It won't be a bird or a plane: If you look up to the sky next week, you may see a Chinese spacecraft on one of its last cruises around Earth before it hurtles through our atmosphere and explodes in a fiery hail of debris.

The space lab, called Tiangong-1 ("Heavenly Palace"), was launched by the Chinese space agency on September 29, 2011, reports. It was the agency's first module to test docking technology, which is essential for bringing astronauts and cargo into space. In its four-and-a-half-year mission, Tiangong-1 successfully docked with one unmanned and two manned spacecraft.

Two years ago, Chinese officials said Tiangong-1 had completed its mission. Relegated to space-junk status, the module began circling the Earth on its slow journey toward oblivion.

Chinese officials say Tiangong-1 is now orbiting Earth every 88 minutes at an altitude of 134 miles, and getting closer to our planet's atmosphere each day. It's expected to fall to Earth sometime between early morning on March 30 and early morning on April 2, with April 1 being the potential sweet spot for skywatchers. (Track its progress here.)

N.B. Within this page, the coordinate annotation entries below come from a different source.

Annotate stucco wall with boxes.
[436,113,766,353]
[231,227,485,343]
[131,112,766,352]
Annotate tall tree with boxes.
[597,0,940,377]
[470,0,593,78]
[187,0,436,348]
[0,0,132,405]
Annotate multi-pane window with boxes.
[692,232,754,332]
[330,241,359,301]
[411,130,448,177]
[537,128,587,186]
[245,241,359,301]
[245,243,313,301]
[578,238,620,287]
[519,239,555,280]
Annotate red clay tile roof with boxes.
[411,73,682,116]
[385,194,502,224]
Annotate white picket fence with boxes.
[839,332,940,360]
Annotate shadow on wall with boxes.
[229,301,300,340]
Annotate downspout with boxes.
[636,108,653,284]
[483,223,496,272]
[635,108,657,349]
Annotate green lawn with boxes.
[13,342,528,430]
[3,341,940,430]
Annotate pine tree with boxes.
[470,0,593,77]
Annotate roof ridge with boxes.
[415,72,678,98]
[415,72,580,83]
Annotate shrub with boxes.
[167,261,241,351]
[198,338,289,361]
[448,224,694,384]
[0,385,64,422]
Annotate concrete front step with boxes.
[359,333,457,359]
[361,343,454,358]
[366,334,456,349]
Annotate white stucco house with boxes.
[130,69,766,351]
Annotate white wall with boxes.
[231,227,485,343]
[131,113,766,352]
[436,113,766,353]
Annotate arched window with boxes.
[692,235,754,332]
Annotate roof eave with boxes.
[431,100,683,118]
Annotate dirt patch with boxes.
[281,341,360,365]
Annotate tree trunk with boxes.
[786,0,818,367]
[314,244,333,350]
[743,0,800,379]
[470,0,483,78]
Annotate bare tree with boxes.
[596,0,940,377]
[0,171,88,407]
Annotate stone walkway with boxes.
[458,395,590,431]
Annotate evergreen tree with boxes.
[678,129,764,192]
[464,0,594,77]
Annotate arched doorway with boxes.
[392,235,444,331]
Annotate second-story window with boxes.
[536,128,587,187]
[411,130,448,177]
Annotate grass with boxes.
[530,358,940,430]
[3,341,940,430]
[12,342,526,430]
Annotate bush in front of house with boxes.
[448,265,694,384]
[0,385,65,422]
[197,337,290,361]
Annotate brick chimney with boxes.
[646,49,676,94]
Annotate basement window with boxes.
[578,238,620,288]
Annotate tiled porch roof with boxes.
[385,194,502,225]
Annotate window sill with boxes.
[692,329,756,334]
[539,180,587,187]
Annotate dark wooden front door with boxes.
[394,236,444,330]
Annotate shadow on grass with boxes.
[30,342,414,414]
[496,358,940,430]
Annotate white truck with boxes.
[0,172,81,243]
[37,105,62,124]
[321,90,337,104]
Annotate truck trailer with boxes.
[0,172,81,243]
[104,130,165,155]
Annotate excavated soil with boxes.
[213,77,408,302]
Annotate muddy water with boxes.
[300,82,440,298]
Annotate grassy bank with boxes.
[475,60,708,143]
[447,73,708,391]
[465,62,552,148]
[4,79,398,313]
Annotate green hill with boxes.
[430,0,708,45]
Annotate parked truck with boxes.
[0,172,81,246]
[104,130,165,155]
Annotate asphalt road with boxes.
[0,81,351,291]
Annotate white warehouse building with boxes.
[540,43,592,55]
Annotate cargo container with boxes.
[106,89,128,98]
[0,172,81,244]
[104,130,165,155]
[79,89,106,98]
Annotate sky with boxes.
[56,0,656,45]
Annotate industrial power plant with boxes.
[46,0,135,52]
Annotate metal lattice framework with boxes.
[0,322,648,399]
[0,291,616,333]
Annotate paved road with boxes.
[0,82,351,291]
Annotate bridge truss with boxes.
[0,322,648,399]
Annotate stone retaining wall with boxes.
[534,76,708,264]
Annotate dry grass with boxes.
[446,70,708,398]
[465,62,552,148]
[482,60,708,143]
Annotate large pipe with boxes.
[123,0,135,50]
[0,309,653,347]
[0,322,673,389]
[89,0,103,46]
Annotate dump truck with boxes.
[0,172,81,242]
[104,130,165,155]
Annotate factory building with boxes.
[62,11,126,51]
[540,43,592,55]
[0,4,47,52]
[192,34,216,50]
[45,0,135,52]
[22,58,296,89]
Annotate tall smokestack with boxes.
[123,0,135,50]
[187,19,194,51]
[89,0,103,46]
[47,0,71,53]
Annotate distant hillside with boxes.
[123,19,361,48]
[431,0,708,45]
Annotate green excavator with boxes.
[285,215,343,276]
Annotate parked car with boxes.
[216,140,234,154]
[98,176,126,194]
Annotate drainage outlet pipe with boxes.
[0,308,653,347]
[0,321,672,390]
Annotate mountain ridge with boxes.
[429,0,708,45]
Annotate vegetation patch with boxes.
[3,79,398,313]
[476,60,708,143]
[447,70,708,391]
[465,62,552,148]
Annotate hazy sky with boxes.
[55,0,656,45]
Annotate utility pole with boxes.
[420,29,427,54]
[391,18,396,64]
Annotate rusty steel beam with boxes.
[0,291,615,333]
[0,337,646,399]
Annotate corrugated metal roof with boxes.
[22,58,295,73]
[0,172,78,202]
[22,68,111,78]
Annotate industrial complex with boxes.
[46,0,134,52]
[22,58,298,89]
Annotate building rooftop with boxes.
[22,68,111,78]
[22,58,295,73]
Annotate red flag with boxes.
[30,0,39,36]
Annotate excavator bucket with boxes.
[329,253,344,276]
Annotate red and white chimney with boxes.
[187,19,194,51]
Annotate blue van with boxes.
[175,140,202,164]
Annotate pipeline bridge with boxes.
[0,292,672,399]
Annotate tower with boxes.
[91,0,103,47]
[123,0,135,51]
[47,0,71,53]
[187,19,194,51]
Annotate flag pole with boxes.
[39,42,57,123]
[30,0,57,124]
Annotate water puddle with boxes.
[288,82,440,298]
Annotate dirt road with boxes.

As it tumbles through space, the 34-foot-long craft will appear to flicker with different levels of brightness. But its final destination is anyone's guess. Taingong-1 is predicted to fall anywhere between 42.8° north latitude and 42.8° south latitude—a circumglobal band roughly between the latitudes of Boston, Massachusetts and Christchurch, New Zealand. That target includes about 80 percent of the contiguous United States as well as huge areas of China, Japan, Chile, Argentina, southern Europe, and Australia.

As Tiangong-1 plunges into Earth's atmosphere, it will ignite and break into large chunks before crumbling further. About 10 miles above Earth, the fiery bits—which could still weigh more than 200 pounds—will lose velocity and rain straight down.

As Harvard astrophysicist Jonathan McDowell told The Guardian in 2016, "Yes, there is a chance it will do damage, it might take out someone's car, there will be a rain of a few pieces of metal, it might go through someone's roof, like if a flap fell off a plane, but it is not widespread damage."

Be careful out there.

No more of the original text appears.